Daniel Ramos.
Cada año, en España un gran número de jóvenes universitarios abandonan sus regiones de origen en busca de oportunidades hacia las grandes ciudades, con la idea de que es un entorno más fértil para acoger al talento cualificado. Pero existe una historia paralela, menos visible y aparentemente menos atractiva: la de las empresas que pertenecen a sectores situados en territorios menos concentrados, como el entorno rural, y que están siendo epicentro de innovación, transformación digital y empleo de alto valor. El mejor ejemplo de ello es el del sector agroalimentario.
El trabajo en el campo goza de una reputación particular, percibida por un lado de forma muy positiva debido a su conexión auténtica con la tierra, con el territorio, con lo esencial. Eso constituye una fortaleza real. Pero, por otra parte, esa misma imagen ha generado un sesgo: la creencia de que se trata de un sector fundamentalmente tradicional, anclado en metodologías del pasado o poco abierto a la innovación acelerada. Y nada más lejos de la realidad actual.
Desde Florette, podemos afirmar sin temor a equivocarnos que esta industria ha experimentado una transformación profunda. Mantiene sus raíces en el territorio -y eso es su ventaja diferencial-, pero se ha convertido al mismo tiempo en un motor de innovación permanente. Y esa doble vertiente debería ser un imán para el talento joven que busca verdaderas oportunidades.
En Florette llevamos años apostando por esta transformación. Somos una empresa tradicional por herencia, pero innovadora por convicción desde nuestros inicios, y la digitalización ha estado presente a lo largo de nuestra evolución como eje transversal para impulsar los pilares fundamentales de la compañía: innovación, sostenibilidad y personas.
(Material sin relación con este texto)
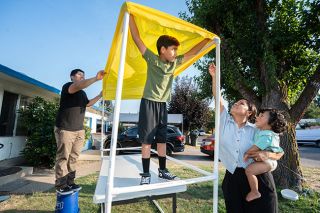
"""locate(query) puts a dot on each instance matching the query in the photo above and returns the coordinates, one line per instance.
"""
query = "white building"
(16, 91)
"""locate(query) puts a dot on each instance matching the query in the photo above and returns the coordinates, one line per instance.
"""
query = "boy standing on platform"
(152, 126)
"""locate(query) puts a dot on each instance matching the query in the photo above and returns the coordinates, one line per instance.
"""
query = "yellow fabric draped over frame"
(151, 24)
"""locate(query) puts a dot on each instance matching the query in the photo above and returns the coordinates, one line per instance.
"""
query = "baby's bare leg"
(252, 170)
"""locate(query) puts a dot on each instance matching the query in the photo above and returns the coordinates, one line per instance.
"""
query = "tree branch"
(310, 91)
(261, 25)
(248, 94)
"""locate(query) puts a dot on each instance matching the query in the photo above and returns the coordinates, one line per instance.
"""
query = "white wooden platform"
(127, 169)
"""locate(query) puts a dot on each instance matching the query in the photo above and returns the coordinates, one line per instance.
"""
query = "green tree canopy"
(39, 119)
(270, 53)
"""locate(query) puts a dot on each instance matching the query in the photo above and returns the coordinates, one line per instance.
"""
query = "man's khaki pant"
(69, 145)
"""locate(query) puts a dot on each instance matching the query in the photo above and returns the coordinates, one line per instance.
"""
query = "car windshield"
(177, 130)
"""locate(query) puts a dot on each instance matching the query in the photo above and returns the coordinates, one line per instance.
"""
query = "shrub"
(39, 119)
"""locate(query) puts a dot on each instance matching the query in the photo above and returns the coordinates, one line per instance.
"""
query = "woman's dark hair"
(166, 41)
(276, 120)
(75, 71)
(253, 109)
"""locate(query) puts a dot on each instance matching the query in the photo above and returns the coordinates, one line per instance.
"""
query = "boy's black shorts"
(152, 126)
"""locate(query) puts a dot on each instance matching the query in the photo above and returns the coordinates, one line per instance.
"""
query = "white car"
(308, 136)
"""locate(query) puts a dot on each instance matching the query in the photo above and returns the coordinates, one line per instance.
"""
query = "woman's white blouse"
(234, 142)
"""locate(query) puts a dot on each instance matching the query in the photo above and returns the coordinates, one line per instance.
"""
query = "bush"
(39, 119)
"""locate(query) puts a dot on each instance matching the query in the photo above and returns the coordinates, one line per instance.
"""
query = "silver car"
(308, 136)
Actualmente contamos con tecnologías punteras, desde agricultura de precisión o sistemas de Inteligencia Artificial para garantizar la calidad hasta algoritmos de machine learning que optimizan cosechas y logística. Y el proceso de innovación es una constante que va más allá de nuestra actividad diaria, con la participación en diferentes proyectos de investigación colaborativos con otras empresas e instituciones nacionales e internacionales.
Florette Innova es nuestra Unidad de I+D+i empresarial y nos permite investigar y desarrollar tecnologías orientadas a una agricultura más sostenible, la economía circular y la automatización de cultivos. Estamos adscritos como una de las primeras empresas al SINAI (Sistema Navarro de I+D+i) y contamos con proyectos como Bioreveal, dirigido a revalorizar subproductos vegetales ricos en compuestos bioactivos para el diseño de alimentos con beneficios para la salud intestinal; Forestchart, que valoriza residuos forestales para la producción de biochar y su aplicación en agricultura, contribuyendo a avanzar en una economía circular en Navarra; o Vecaipa, que desarrolla un vehículo eléctrico, inteligente y autónomo para automatizar los procesos agrícolas en cultivos protegidos, además de permitir mejorar la eficiencia en los procesos, la seguridad del trabajo agrícola y la reducción de las emisiones.
El reto es transmitir a las personas recién tituladas que un trabajo con impacto real, innovación continua, sostenibilidad y propósito, unido a las oportunidades de crecimiento profesional, no solo existe en los grandes centros empresariales, sino que pueden encontrar grandes oportunidades profesionales en trabajos cualificados aquí en Navarra.
Nuestros equipos incluyen perfiles de ingeniería de datos, ingeniería industrial, especialistas en datos o personas con perfiles tecnológicos vinculados a automatización y mejora de procesos (IT + trasformación digital). Son profesionales que trabajan en proyectos con impacto directo en decisiones estratégicas, además de desarrollar habilidades que demanda el mercado global, lo que les permite construir carreras sólidas.
Por eso, el sector agroalimentario debe comunicar lo que realmente es: un sector de futuro, innovación, impacto ambiental positivo y empleo cualificado. Y ese mensaje no debe quedarse únicamente dentro de nuestro país, sino que puede traspasar fronteras. Florette colabora en el programa Navarra Ambassadors del Gobierno de Navarra, un proyecto internacional para captar talento joven que acerca la realidad empresarial de la Comunidad foral a estudiantes internacionales.
Durante 2025, además, ha contado con noventa personas de diferentes perfiles y titulaciones para realizar prácticas formativas, de las cuales veinte han sido contratadas tras la finalización de este periodo para quedarse en nuestra empresa.
En definitiva, el talento joven no tiene que irse, tiene que saber dónde está el futuro. Y el futuro de la innovación española no está solo en las capitales, está también en los territorios que se atreven a transformarse. En Florette estamos convencidos y demostramos cada día que es posible construir carreras de vanguardia manteniendo los pies en la tierra.